Fractal, Adaptive, Iterative: Resilient Solutions

Portrait of adrienne maree brown from adriennemareebrown.net

Recently adrienne maree brown published a very personal and insightful reflection of her study of what works in centering social movements + inspiration from black, feminist science fiction, titled Emergent Strategy. She speaks the language of design naturally. I picked up the book on an impulse because the subtitle speaks to the goals of Transition Design, “Shaping Change, Changing Worlds.” And I am thrilled because she explains many of the Transition theories that Tonkinwise, Kossoff, and Irwin describe— but she is presenting them in simple structures, helping me to understand them further.

I find that this book is informing four critical things for me at once:

1. Describing why Transition Design is necessary and possible.

Let me summarize by quilting together her own words:

“I would call our work to change the world, ‘science fictional behavior’ —being concerned with the way our actions and beliefs now, today, will shape the future, tomorrow, the next generations.We are excited by what we can create; we believe it is possible to create the next world.

“How do we create and proliferate a compelling vision of economies and ecologists that center humans and the natural world over the accumulation of material?

“We embody. We learn. We release the idea of failure because it’s all data. But first we imagine.

“We must make JUST and LIBERATED futures irresistible.” – amb

2. Offering a point of view on the best approach to changing a massive system [Emergent Strategies]

“Our tendency is toward hierarchical and capitalistic and growth at all costs. But it is the adaptive and collaborative practices that are more sustainable. Those are the beings that survive through change.

“What we practice at the small-scale sets the patterns for the whole system. To see our own lives and work and relationships as a front line, a first place we can practice justice, liberation’s, and alignment with each other and the planet.

“We are microsystems. We must create patterns that cycle upwards.

“Emergence emphasizes critical connections over critical mass, building authentic relationships, listening with all the senses of the body and mind.” – amb

3. To look at everything with LOVE is the best, healthiest way to be personally resilient enough to tackle these difficult challenges.

“Where shame makes us freeze and try to get really small and invisible, pleasure invites us to move, to open, to grow.

“I am listening now with all my senses, as if the whole universe might exist just to teach me more about love… This practice lets me connect to the part of myself that is divine, aligned with the universe, and the place within myself where I can be a conduit for spiritual truth.
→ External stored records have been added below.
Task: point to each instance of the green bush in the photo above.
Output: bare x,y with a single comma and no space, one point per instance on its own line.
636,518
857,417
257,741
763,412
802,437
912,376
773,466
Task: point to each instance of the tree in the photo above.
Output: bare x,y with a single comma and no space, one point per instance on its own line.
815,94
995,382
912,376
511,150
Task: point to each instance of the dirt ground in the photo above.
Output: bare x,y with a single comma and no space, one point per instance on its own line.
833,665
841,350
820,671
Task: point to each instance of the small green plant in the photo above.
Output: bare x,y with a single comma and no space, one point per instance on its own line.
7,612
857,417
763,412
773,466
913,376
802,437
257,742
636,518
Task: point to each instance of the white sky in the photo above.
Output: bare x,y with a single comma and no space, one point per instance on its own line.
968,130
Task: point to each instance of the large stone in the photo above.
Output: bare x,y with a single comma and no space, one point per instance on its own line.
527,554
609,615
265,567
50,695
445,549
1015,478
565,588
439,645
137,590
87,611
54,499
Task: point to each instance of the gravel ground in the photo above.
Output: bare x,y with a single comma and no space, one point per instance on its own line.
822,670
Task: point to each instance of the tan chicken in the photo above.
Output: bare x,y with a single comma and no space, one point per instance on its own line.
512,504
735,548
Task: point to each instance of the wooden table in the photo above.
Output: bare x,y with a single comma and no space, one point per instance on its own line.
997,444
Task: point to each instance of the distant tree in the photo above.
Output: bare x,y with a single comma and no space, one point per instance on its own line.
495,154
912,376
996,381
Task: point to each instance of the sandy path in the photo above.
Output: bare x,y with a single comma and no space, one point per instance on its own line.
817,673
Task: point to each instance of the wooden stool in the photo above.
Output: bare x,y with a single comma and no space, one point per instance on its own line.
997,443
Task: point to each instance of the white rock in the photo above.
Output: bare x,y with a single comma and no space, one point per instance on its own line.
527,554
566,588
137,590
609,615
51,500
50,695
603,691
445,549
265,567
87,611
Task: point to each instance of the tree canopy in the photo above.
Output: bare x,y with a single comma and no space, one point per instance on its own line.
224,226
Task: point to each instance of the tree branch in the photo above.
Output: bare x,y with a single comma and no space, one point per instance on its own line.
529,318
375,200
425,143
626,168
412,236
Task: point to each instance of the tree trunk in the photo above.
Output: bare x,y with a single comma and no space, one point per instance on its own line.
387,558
“Nothing is required of me more than being, and creating. Simultaneously being present with who I am, who we are as a species…and creating who we must become, and within that who I must become.

“…a pendulum swinging between curiosity, possibility, and hopelessness.” -amb

4. Notes on current day, American issues

“Americans don’t know how to do democracy. We don’t know how to make decisions together, how to create generative compromises, how to advance policies that center justice. Until we have a sense of how to live our solutions locally, we won’t be successful at implementing a just governance system regionally, nationally or globally.” -amb

The lack of comfort with, and trust in, politicians makes me think of the newly-realized sexual assault accountability for (some) politicians. And a recent Ezra Klein show podcast that presents the idea that Congress is not debating enough– within each party. Republicans especially are afraid to disagree with each other, and therefore BEST solutions don’t emerge. James Wallner, author and political scientist, makes a case for more discussion, less suppression.

The Democratic Party needs a redefinition.

“What happens when we succeed? New problems? Detroit filmmaker Oya Amakisi once shared with me the words of General Baker, a Detroit labor organizer and leader, who said, ‘You keep asking how do we get the people here? I say, what will we do when they get here?’” -amb

If we impeach Trump— will we be ready for a well-thought-out next step? What will we do differently to be a better option as a Democratic Party?